More broadly, the success of No Time To Die, even in the face of a worldwide pandemic, serves as a reminder that the franchise is malleable. It’s easy to see the world of Bond as impossibly straitjacketed by tropes and traditions, but the actual films and their producers (the Broccoli family, who are at least as creatively hands-on as Kevin Feige is with the MCU) have long demonstrated a greater breadth of vision — and that breadth is never more evident than when it’s time to pass the torch to a new Bond actor.

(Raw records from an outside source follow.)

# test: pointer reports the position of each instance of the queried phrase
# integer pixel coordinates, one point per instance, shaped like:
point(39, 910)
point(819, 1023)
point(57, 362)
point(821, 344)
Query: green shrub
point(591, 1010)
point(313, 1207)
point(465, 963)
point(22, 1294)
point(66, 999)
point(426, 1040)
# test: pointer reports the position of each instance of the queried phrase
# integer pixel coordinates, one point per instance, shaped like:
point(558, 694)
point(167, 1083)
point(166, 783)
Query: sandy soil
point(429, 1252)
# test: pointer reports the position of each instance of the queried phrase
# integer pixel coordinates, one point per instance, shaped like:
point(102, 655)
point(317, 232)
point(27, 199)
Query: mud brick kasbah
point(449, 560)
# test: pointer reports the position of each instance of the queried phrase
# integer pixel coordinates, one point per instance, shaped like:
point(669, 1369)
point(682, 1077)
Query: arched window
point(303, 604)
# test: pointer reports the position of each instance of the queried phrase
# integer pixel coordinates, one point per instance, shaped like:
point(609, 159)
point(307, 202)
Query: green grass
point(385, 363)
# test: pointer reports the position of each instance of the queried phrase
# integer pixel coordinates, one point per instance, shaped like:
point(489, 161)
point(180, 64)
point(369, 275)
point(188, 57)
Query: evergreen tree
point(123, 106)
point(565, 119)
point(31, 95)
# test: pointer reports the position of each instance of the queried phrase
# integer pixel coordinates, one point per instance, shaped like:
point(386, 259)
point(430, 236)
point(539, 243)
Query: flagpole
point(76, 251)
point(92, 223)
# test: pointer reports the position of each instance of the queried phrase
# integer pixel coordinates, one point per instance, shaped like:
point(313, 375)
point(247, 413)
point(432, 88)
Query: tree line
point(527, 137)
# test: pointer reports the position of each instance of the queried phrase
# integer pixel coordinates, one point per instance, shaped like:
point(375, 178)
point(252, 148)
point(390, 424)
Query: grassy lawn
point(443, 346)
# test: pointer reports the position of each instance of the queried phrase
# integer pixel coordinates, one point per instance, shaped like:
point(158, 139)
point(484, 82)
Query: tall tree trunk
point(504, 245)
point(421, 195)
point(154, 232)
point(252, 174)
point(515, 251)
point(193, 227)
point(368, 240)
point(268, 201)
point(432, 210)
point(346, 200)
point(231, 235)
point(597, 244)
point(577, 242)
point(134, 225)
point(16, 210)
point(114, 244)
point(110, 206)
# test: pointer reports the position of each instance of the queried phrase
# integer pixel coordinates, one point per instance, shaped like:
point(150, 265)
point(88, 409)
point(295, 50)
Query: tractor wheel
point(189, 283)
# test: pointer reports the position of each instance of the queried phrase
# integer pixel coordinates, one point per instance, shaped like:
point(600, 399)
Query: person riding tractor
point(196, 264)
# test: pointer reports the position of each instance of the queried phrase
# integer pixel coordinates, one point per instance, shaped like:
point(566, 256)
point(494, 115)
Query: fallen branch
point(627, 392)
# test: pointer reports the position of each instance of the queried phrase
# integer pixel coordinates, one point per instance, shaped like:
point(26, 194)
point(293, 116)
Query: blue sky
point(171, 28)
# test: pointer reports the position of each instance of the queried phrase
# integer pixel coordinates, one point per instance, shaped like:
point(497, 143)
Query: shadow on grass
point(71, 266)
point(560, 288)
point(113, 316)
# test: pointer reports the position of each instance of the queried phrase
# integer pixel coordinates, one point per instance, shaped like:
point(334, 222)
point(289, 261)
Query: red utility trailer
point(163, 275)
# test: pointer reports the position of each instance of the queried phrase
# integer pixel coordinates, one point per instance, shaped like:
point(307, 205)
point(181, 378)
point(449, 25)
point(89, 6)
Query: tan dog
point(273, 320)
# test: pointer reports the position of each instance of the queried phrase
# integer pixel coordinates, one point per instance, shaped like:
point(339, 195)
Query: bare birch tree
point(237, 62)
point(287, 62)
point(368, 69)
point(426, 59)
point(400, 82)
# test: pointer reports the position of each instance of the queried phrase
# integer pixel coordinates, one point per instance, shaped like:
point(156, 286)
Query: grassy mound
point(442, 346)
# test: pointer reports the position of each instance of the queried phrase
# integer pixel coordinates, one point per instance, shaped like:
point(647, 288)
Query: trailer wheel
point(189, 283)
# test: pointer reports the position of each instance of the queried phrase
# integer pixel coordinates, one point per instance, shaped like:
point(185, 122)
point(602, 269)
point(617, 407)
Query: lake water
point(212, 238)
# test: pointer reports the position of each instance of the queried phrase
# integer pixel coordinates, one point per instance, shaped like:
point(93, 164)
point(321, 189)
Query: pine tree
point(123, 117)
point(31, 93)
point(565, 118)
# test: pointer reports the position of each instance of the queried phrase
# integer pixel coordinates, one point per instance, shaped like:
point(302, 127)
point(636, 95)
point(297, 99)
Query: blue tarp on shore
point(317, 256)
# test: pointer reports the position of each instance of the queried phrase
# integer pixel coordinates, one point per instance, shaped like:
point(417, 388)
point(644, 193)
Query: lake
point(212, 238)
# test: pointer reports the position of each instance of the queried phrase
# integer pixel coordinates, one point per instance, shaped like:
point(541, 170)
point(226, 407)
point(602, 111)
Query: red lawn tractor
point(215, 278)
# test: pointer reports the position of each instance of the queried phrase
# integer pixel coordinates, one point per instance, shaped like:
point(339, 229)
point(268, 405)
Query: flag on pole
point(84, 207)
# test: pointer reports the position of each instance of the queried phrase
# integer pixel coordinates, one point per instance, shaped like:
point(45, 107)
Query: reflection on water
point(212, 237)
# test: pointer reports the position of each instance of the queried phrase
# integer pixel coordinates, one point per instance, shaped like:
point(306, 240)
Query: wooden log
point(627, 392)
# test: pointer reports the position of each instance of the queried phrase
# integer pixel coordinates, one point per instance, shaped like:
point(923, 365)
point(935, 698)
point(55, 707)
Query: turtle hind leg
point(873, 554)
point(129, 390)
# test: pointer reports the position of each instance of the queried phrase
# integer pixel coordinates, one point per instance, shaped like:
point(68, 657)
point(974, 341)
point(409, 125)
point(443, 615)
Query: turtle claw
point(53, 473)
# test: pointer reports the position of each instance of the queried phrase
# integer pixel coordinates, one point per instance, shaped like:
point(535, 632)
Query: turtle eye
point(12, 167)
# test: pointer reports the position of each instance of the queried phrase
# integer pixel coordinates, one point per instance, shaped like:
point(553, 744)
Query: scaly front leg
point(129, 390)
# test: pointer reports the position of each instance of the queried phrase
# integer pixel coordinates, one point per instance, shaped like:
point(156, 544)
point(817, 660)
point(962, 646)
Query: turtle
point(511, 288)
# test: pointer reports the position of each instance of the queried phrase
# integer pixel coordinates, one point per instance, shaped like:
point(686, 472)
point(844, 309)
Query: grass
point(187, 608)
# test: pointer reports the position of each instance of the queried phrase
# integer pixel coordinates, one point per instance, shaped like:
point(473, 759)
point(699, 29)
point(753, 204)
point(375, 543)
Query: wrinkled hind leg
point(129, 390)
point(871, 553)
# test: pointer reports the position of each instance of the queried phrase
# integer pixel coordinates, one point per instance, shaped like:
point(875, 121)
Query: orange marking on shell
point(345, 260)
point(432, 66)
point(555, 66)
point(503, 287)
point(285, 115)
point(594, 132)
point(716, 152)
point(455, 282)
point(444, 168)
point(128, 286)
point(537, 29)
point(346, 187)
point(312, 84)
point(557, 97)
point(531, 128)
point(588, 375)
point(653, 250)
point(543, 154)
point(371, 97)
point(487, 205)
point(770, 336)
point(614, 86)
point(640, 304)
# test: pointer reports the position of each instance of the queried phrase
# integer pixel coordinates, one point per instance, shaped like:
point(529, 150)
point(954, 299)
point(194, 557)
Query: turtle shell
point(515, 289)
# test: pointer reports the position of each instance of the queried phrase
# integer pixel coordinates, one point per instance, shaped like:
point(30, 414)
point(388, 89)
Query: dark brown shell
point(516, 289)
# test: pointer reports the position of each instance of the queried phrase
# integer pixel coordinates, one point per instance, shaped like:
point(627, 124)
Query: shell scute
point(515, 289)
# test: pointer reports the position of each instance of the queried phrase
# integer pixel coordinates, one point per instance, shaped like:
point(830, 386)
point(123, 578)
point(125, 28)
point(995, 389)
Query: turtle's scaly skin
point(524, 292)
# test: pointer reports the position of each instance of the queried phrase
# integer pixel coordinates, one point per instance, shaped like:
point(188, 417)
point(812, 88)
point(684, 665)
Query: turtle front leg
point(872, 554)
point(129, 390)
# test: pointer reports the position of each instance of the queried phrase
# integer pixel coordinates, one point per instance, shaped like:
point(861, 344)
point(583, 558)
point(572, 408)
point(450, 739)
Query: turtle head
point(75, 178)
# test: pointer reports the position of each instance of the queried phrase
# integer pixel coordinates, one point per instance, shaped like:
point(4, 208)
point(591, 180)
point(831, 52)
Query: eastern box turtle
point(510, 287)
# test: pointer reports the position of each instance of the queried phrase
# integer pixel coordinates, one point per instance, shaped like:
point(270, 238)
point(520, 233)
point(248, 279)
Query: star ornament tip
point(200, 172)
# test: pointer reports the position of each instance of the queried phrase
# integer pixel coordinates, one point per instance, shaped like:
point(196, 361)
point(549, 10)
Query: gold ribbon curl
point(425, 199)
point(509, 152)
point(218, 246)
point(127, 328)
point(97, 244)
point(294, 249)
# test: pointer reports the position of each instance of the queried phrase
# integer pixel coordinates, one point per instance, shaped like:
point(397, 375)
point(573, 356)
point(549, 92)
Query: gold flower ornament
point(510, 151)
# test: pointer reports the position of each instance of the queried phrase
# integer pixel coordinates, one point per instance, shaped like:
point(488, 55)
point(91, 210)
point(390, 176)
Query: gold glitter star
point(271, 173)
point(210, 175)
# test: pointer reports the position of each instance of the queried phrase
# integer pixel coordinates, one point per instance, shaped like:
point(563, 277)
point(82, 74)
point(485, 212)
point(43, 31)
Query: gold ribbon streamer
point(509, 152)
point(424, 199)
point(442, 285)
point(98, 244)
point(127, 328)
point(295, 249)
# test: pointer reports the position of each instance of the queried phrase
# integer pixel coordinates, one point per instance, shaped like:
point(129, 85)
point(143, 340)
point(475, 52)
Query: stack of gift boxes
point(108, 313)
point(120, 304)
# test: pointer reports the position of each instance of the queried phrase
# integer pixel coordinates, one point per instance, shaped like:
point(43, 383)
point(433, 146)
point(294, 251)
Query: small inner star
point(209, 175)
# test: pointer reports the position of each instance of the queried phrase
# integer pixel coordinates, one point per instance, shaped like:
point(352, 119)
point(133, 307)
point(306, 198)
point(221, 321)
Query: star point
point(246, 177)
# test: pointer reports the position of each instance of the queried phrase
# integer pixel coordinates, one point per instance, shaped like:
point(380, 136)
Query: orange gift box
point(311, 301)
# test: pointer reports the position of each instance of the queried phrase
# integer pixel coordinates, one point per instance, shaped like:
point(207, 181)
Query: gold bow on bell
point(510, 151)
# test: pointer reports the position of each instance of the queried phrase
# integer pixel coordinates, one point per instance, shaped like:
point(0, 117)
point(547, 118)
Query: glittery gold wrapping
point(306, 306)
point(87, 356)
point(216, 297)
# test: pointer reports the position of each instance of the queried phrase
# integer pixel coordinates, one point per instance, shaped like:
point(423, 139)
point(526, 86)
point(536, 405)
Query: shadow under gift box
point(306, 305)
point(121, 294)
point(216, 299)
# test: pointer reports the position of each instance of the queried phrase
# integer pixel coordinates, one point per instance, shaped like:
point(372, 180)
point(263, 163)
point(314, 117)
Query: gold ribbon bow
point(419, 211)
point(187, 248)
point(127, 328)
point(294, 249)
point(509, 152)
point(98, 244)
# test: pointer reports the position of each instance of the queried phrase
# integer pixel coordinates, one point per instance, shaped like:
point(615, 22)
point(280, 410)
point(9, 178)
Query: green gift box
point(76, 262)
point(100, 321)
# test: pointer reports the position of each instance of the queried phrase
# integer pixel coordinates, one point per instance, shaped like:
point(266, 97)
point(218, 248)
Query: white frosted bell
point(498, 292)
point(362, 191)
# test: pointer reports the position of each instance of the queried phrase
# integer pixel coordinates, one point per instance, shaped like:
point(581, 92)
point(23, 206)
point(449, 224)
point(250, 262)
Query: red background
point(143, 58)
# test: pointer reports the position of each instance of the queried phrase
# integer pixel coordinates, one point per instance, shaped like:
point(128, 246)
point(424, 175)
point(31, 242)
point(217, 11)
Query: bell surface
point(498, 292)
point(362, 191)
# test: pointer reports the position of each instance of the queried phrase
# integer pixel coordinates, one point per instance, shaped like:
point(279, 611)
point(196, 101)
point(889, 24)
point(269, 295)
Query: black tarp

When Sean Connery left for the first time, the result was On Her Majesty’s Secret Service, the franchise’s first real love story (and the closest adherent to its source novel). The arrival of Roger Moore swung the films into the world of broad lapels and broader humor; thankfully, by the time he was scrap-metal-snowboarding to a bad cover of “California Girls,” the producers were ready to get more grounded with Timothy Dalton. GoldenEye and Pierce Brosnan launched 007 into the ‘90s, complete with Judi Dench’s M calling him a “sexist, misogynist dinosaur” (a great line, even if it was writing a check that none of those films could actually cash). And finally, there was Daniel Craig, diving into that gritty mid-aughts sea of Jason Bournes and Jack Bauers with a 1953 novel on his belt and somehow emerging as the coolest cat on the block.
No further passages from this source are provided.